Northwest Destination: Schweitzer Mountain Resort and Sandpoint, Idaho

mt. schweitzer

Small town, big mountain, powder galore

written by Alison Highberger photos courtesy of Schweitzer Mountain Resort

For most skiers, Sun Valley is synonymous with Idaho skiing. Two hours northeast of Spokane, Schweitzer Mountain Resort in Idaho’s panhandle is bigger by a third and closer to many residents in the Pacific Northwest.

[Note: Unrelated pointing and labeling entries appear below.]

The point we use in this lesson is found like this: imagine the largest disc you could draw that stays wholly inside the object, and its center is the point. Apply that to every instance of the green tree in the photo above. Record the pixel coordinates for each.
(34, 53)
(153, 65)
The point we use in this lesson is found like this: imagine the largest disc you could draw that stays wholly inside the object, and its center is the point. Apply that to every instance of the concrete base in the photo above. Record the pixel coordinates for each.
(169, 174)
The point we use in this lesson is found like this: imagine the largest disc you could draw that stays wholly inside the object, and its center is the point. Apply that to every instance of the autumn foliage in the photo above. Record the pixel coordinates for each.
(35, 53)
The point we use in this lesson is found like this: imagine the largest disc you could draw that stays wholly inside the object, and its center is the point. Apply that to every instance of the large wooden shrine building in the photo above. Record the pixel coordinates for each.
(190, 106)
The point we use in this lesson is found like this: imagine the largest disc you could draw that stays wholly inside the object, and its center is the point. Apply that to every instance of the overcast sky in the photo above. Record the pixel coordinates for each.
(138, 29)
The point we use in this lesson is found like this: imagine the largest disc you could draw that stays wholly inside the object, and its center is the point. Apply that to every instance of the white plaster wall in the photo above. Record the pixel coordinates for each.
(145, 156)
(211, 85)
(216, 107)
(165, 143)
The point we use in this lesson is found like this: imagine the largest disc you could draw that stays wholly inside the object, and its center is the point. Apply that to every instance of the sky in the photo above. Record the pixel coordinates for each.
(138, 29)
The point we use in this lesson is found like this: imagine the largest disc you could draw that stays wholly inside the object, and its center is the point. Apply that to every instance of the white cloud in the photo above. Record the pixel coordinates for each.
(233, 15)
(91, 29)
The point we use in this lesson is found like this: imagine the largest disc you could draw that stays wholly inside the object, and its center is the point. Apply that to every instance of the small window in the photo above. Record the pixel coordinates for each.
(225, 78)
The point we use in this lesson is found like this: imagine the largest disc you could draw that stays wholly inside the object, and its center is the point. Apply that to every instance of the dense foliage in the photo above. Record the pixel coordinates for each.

Schweitzer’s privately owned 2,900 skiable acres unfold in the Selkirks near Sandpoint, Idaho, a city of 7,500 that was voted the most beautiful small town in America by USA Today and Rand McNally five years ago. The combination of big mountain and small town makes it a spectacular place to enjoy a winter weekend getaway.

mt. schweitzer

Schweitzer’s mountaintop village, located near the ten lifts and tows for its ninety-two runs and 30 kilometers of Nordic ski trails, offers ski-in, ski-out lodging, restaurants, shops and a spa. With an average of 300 inches of snow each winter, there’s also snowboarding, tubing, snowshoeing, fat-tire snow-biking, snowmobiling and heli skiing.

“We’re lucky because of the way the weather comes in from the west,” said Dig Chrismer, Schweitzer marketing manager. “Our snow is definitely a lighter consistency. A lot of our guests who ski here after skiing near Seattle are very happy.”

In mid-December, Schweitzer debuted a new lodge at the 6,400-foot summit, giving skiers, snowboarders and non-skiers a high altitude spot to eat and relax. The Great Escape Quad lift will offer quick access to the new lodge and expansive views of the Selkirk and Cabinet mountain ranges. The 43-mile-long Lake Pend Oreille is in the distant valley (pronounced “Pond-or-RAY” from the French for “hanging ear” or “earring”). It’s the fifth deepest lake in the United States, and was home to the Kalispel, Kootenai and Coeur d’Alene tribes who first inhabited this region.

Sandpoint, 12 miles away, offers more options for lodging. It’s a walkable, turn-of-the century downtown, with a history of logging and mining. In the late 1880s the Great Northern Railroad spurred its growth. Sandpoint’s collection of galleries and boutique shops can keep non-skiers busy for the weekend.

A 6-foot wooden moose greets visitors at Northwest Handmade Furniture & Gallery on the main drag, North First Street, which has shops that sell rustic furniture and handmade arts and crafts. Ski shops stock winter clothing or gear. The twenty-year-old Pend d’Oreille Winery has a tasting room in town with pours of their all-Idaho-made chardonnay. 

Sandpoint has a handful of restaurants that range from Thai and sushi to Mexican and Italian. Decade-old Mick Duff’s Brewing Company serves beer cheese soup year-round, made from its own Knot Tree Porter. This brewery is also known for homemade root beer floats. Trinity at City Beach flaunts its pecan-crusted chicken salad tossed with maple-chipotle vinaigrette, accompanied by views of the lake and mountains. Panhandle Cone and Coffee’s house-made ice cream flavors include Pumpkin Pie and Honey Chai Praline.

For a romantic evening or a novelty for the kids, book a horse-drawn sleigh at Western Pleasure Guest Ranch, 26 miles from Schweitzer. A half-hour ride with views of the Selkirk Range is warmed with hot chocolate and popcorn by the fire at the ranch’s rustic lodge.

The combination of Schweitzer Mountain and Sandpoint bring together winter fun in the northern Selkirks and small town charm for an engaging winter vacation itinerary.